Blackberry picking is relaxing from the business baloney dealt with on a daily (and sometimes nightly) basis.
It teaches improved observational skills as I look along my woodland walk for telltale signs of approaching blackberries. There are often tall canes of bright red berries at the edge of a patch contrasting with the green foliage—I call them signal berries—guiding me to where the masses of concealed ripe fruit might be. Usually, I don’t get much ripe pickings from the signal berries as, being out in the open, the woodland birds usually beat me to their ripe offerings.
But once a patch is located via the signal berries, frequently the interior fruits are big, juicy and plentiful…if you can get to them.
Picking blackberries teaches patience and dexterity to move blocking blackberry canes without getting the sharp end of a briar to allow access to the interior of a wild-grown patch. Once inside the honey…er, berry…hole, it is reaching, twisting, crouching, sometimes kneeling sometimes stretching to find the ripe fruit.
As I stretched and maneuvered I thought that berry picking could be called woodland yoga what with all of the peculiar positions I frequently find myself searching for then harvest the fruit. Sometimes it’s a hunkered down squat reaching up and around prickly briars to get to the fruit. Sometimes it is a standing lean over a briar, sometimes it is straddling and balancing on downed rotting treetops. Blackberries like to grow where finding them is a challenge, I think.

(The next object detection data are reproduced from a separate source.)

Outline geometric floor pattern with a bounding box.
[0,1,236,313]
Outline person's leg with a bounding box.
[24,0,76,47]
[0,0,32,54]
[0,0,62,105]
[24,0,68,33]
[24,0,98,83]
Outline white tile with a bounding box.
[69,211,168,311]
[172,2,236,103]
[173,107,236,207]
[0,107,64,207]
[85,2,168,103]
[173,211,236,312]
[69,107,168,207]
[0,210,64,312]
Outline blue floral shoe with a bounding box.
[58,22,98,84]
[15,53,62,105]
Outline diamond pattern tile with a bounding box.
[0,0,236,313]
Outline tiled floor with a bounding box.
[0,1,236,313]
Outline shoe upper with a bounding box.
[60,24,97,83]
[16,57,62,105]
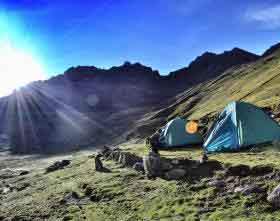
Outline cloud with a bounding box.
[245,4,280,29]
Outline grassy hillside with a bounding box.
[134,50,280,138]
[0,154,280,220]
[167,51,280,119]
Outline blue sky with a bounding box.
[0,0,280,75]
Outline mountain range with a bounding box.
[0,41,280,153]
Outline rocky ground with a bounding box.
[0,145,280,220]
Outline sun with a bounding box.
[0,44,46,97]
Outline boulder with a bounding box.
[164,169,187,180]
[160,158,174,171]
[251,165,273,176]
[132,162,145,172]
[234,184,266,195]
[60,192,80,204]
[226,164,250,177]
[201,160,224,171]
[267,185,280,208]
[46,160,71,173]
[208,180,226,189]
[143,152,162,177]
[119,152,142,167]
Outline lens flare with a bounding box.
[0,42,45,97]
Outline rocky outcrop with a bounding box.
[267,185,280,208]
[46,160,71,173]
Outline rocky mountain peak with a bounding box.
[262,43,280,57]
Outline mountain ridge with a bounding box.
[0,42,278,153]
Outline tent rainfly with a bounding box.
[203,101,280,152]
[159,117,203,148]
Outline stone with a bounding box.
[226,164,250,177]
[165,169,187,180]
[121,152,142,167]
[208,180,226,189]
[143,152,162,177]
[160,158,174,171]
[267,185,280,208]
[19,170,29,176]
[251,165,273,176]
[94,155,104,172]
[198,207,215,214]
[60,192,80,204]
[132,162,145,172]
[234,184,266,195]
[46,160,71,173]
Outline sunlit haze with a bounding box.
[0,43,45,97]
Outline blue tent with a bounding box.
[203,101,280,152]
[159,117,203,147]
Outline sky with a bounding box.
[0,0,280,76]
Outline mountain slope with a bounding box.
[0,48,259,153]
[131,43,280,138]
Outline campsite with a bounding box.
[0,0,280,221]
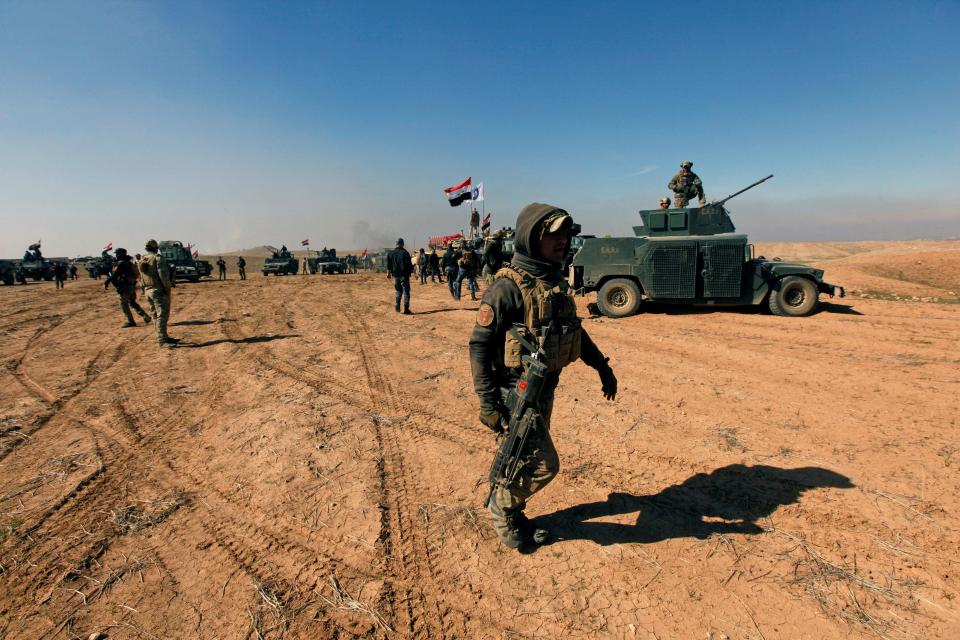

And balancing is important in woodland yoga. Not for the exercise, but to not spill the bucket of berries. The longer I pick, the more frequently I check that the spring clip holding the heavier and heavier berry bucket to my britches. There comes a point when sweat, briar scratches, and thirst for some cool drink combine to tell me “That’s enough for this trip.”
So I meander my way back to the wilderness retreat, gingerly stepping over tree branches that offer more exercise for my now tired, sweaty body.
Tired & sweaty: it must have been a good workout.